Fragments

8/8/17

This summer I have been dealing with fragments.  Wisps.

The intentions, June 1, were lined up and plotted.  Take a summer school class outside my department to fulfill an elective, then write the rest of the summer. Write, so that I would submit in the Fall.

What happened: I took the summer school class, then needed to recuperate from it til the end of July.  It turns out that taking a truncated course outside your department is complex, rigorous, and a trip to Funland (if Funland was designed by George Romero). It made for a terse student evaluation and my eternal gratitude for a fellow classmate. (Jack, if you ever find this blog, thank you.)

After the class, the ok grade sigh of relief, I retired to my backyard with pen and paper. They sat on the glass topped patio table. I floated in the pool. (Pool-in-a-box, assembled by me and my family after it was dumped off the back of a truck and carted to the backyard.) I cleaned the pool.  I skimmed debris; flotsam and jetsam of privacy-fenced suburbia. I aerobicized in a circle, a polka-like inner orbit. There was tanning that occurred.

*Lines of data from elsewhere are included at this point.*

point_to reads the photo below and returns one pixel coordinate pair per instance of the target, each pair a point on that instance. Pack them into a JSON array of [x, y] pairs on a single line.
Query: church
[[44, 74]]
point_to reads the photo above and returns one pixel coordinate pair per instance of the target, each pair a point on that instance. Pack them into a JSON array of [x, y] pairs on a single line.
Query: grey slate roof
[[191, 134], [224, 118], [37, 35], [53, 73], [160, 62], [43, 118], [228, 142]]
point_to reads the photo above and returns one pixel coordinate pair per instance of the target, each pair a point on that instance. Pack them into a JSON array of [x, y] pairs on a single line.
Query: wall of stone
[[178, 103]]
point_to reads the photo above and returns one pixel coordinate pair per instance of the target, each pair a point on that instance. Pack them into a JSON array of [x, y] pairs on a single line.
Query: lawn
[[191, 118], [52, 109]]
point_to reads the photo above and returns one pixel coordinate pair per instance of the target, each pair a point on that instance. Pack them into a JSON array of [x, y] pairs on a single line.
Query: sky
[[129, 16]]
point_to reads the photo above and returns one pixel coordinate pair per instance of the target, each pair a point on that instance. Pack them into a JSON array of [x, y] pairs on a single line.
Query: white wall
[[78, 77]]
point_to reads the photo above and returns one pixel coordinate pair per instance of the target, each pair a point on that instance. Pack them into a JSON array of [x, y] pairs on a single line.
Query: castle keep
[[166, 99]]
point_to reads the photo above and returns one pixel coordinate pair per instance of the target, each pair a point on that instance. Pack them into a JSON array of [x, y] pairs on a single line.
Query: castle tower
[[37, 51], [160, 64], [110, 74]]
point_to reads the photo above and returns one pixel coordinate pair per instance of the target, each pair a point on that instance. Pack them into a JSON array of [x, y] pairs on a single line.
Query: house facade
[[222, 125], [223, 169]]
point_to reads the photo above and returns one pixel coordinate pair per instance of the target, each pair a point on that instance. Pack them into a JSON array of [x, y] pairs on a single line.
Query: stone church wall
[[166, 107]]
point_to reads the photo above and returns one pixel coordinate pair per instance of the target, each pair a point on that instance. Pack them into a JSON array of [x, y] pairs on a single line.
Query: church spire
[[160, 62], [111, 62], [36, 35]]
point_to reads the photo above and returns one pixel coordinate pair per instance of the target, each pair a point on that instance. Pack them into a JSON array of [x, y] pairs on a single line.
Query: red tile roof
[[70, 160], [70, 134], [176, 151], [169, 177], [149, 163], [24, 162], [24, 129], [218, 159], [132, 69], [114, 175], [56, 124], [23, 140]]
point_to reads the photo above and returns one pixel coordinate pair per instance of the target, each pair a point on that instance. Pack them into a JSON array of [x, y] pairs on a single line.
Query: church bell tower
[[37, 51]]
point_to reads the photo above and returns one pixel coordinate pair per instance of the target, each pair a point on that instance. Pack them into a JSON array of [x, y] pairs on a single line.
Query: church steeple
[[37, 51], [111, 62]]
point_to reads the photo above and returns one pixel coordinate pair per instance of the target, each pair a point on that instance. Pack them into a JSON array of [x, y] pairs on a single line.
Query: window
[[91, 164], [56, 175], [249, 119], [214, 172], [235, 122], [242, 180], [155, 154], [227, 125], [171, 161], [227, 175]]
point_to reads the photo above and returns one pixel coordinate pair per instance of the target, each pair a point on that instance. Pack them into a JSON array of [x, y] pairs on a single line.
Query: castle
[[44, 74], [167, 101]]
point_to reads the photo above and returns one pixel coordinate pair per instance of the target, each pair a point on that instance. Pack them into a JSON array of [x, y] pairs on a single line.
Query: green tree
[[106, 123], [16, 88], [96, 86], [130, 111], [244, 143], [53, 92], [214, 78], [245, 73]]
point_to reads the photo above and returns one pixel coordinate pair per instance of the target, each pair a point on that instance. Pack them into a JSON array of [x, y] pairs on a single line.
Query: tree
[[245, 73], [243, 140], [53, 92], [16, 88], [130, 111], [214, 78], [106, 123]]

Fragments of lines happened.  But often not.  You can’t float notebooks or put waterwings on a pen. Electronics? Double no-no.  I would try to write in my head.  I attempted to memorize sentences. I tried to latch on to to those fragments as I scooped out leaves and scrubbed algae from sides that wibbled like firmer gelatin, stretched vinyl hide.

I listened to the life of birds; watched hawks lilt and torpedo the air. Cardinals visited, went on couples dates on the low hanging branches of crepe myrtle cafes. Once, I saw a pair hummingbirds chase a starling out of the neighbor’s ill-kept bushes that draped across the fence.

Seeping into the humid highs that August perennially signifies, ragged suspicions: my orbit was circling the drain. My summer intentions were a smattering of tattery tissue sucked out to sea.